So this thing called life...that shit is hard. Not always, but sometimes. When you're ready to shed skin and times they are a changing, then yes, that shit is hard.
The last few weeks have had me in the ring, bare knuckle fighting with myself, the highs and the lows coming with alarming frequency. A veritable roller coaster that I was not prepared for.
My mind has been alive in my dream state with images that I don't recall being there before and I am trying my best to remember and decipher with no real progress.
Yesterday was a new low, I think i lay on my bed for hours just staring into space and asking, praying for the next step however small to be made apparent. Then today rolls around and I woke up opened one eye and hoped that maybe I could make it through the next few hours relatively unscathed.

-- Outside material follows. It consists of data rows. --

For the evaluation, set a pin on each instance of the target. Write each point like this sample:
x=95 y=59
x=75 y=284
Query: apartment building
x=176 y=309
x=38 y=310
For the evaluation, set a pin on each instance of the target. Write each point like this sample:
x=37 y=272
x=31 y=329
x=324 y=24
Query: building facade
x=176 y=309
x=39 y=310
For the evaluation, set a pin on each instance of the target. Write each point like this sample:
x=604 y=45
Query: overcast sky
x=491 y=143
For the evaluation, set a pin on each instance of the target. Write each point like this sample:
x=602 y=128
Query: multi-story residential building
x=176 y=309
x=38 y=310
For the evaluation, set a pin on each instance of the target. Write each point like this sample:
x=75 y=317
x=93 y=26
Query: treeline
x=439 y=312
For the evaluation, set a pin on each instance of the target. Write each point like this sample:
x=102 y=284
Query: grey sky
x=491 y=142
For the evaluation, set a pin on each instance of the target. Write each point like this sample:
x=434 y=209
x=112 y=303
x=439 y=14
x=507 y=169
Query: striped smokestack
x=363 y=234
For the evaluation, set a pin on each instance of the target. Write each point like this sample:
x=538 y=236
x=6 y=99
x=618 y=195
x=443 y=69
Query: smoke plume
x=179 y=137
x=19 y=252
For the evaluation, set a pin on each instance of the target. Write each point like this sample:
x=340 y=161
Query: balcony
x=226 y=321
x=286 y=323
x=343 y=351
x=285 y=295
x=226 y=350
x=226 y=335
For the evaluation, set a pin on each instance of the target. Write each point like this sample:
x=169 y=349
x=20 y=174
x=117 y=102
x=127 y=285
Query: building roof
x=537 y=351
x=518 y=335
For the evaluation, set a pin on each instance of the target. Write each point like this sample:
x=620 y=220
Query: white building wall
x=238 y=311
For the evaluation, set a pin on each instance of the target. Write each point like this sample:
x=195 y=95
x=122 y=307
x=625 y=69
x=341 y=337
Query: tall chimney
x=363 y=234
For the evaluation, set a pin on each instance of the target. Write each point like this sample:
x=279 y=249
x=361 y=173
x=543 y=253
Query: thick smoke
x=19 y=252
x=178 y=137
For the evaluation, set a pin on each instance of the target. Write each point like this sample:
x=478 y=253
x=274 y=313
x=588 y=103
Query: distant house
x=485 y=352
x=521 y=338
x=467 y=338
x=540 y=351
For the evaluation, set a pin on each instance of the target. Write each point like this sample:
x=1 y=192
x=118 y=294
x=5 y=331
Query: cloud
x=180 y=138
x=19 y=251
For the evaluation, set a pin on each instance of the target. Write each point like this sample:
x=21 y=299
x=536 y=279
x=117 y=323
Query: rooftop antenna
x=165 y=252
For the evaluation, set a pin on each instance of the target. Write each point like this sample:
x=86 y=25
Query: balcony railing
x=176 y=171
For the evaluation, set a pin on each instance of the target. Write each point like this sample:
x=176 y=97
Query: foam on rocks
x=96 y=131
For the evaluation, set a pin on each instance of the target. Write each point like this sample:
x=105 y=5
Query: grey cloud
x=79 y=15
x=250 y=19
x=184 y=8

Up early, walk the dog. I followed the homeless chinese man up vermont watching him talking to no one, ok good, i am not doing that yet but I don't judge and I don't think that that might not be me if I'm not careful. Get home and send 100 e mails. Make tea and my bed, do some social media stuff and then get ready for a meeting that i am not sure is happening yet. Pack up my stuff and call a friend "want to come to a meeting and go for a walk on the beach?" "Yes, sure" OK good, I head out and pick up said friend. Chat for a bit about how I am feeling and receive only love. Blessed.
Head out to the meeting and another friend calls, she has been thinking about me and wants to let me know that i
can do this, that I can throw myself into the abyss and be safe, that I am loved. Once again, Blessed.
Make it to the meeting on time and find a girl I haven't seen for ages also in attendance. The atmosphere is upbeat and warm and I sell 8 dresses. Gratitude.
OK, let's go for that walk and get food. I settle with the god friend into a cafe on the broad walk and we watch the wonderful crazy unique lunacy that is venice. A piano player plays, a girl hula hoops, I stop and cuddle two gorgeous pit bull puppies. Then a very dear family friend passes by and we harangue him into joining our merry band for a while to continue the wandering.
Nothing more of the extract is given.